Hugo, a city of lakes, has a grand water conservation plan to end its dependency on wells and instead tap its abundant stormwater for irrigation and, someday, treat it for indoor use.
Three major irrigation projects in the works will save pumping millions of gallons of water from the vast St. Peter-Prairie du Chien-Jordan aquifer, which by all accounts is shrinking because of overuse by many metro-area cities. In Hugo, it became increasingly apparent to city leaders that pumping precious fresh water out of the ground while sending torrents of stormwater down the watershed to the Mississippi River no longer made sense.

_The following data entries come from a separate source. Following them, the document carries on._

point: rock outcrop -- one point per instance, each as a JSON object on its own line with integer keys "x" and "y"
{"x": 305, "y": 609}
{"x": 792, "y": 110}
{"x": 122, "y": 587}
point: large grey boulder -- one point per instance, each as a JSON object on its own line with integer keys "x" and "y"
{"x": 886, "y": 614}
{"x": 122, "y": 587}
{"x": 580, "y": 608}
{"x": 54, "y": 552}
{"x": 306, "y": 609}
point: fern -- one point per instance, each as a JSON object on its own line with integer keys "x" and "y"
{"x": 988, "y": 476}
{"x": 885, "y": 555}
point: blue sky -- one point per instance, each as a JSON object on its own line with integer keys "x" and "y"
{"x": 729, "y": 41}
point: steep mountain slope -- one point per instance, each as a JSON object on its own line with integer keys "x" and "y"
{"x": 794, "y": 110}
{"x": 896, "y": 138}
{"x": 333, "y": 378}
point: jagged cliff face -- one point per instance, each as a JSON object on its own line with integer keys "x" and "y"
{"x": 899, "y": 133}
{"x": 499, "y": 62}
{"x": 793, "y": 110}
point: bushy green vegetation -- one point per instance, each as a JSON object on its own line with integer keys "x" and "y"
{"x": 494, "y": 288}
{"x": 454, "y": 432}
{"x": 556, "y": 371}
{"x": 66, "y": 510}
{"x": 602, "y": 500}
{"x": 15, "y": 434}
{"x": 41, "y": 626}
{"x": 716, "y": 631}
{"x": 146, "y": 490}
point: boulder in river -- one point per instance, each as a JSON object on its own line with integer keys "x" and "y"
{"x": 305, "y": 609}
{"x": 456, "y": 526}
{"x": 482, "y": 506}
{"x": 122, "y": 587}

"It's very clear that it's a concern that we're taking water out of the aquifer faster that we're putting back in," said City Council Member Chuck Haas, who also serves on the Metropolitan Council's Water Supply Advisory Committee.
That discussion led to a discovery that stormwater discharged out of Hugo, where 40 percent of the land is covered with lakes and wetlands, exceeded by 10 times the water drawn from wells. The annual stormwater volume stands at 4 billion gallons, compared with 400 million gallons of well water.

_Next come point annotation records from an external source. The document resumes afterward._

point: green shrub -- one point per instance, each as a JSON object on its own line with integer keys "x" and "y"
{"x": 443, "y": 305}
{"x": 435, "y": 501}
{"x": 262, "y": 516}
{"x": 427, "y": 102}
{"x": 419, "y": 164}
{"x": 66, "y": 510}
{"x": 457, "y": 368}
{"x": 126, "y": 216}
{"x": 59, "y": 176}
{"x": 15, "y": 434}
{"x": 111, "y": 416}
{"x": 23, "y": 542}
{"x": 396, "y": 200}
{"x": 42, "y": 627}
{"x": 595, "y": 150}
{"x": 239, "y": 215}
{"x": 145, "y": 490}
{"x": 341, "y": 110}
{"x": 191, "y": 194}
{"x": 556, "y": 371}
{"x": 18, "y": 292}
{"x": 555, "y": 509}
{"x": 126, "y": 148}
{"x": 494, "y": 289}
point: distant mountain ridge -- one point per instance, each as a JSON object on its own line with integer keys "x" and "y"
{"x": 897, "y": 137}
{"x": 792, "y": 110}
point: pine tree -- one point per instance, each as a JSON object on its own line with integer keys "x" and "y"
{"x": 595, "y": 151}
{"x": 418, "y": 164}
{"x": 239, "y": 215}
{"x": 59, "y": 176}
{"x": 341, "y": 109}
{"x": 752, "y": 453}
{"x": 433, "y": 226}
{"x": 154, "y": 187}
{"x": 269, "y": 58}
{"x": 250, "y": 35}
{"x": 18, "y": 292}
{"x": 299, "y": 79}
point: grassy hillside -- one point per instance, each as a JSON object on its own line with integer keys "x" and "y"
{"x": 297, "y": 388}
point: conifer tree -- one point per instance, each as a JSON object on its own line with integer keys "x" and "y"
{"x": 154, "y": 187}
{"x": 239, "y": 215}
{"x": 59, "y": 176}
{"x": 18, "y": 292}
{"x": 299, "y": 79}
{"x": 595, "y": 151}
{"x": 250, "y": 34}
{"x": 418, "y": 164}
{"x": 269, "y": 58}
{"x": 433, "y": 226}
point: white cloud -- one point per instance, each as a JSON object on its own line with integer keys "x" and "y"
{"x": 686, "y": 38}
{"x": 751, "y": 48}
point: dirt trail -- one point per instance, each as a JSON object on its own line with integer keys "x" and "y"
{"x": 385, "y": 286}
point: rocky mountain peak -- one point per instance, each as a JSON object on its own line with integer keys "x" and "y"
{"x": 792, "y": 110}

The first stormwater project, already in the works, will reduce well pumping by 32 million gallons a year at Oneka Ridge Golf Course. Two other irrigation projects in the Water's Edge and Beaver Ponds neighborhoods, combined with Oneka Ridge, will divert as much as 100 million gallons that otherwise would be pumped from the aquifer.
That's equivalent to saving water for as many as 1,250 housing units — a significant milestone, because the city doesn't want to further deplete groundwater as more houses are built.
Haas, having worked with metro-area groundwater studies and concerns for several years, said the city envisions a need to someday treat its stormwater for indoor use, including drinking, and is exploring how that can be accomplished.
"It's a lofty goal, but we figured we eventually wouldn't take any water out of the aquifer," he said.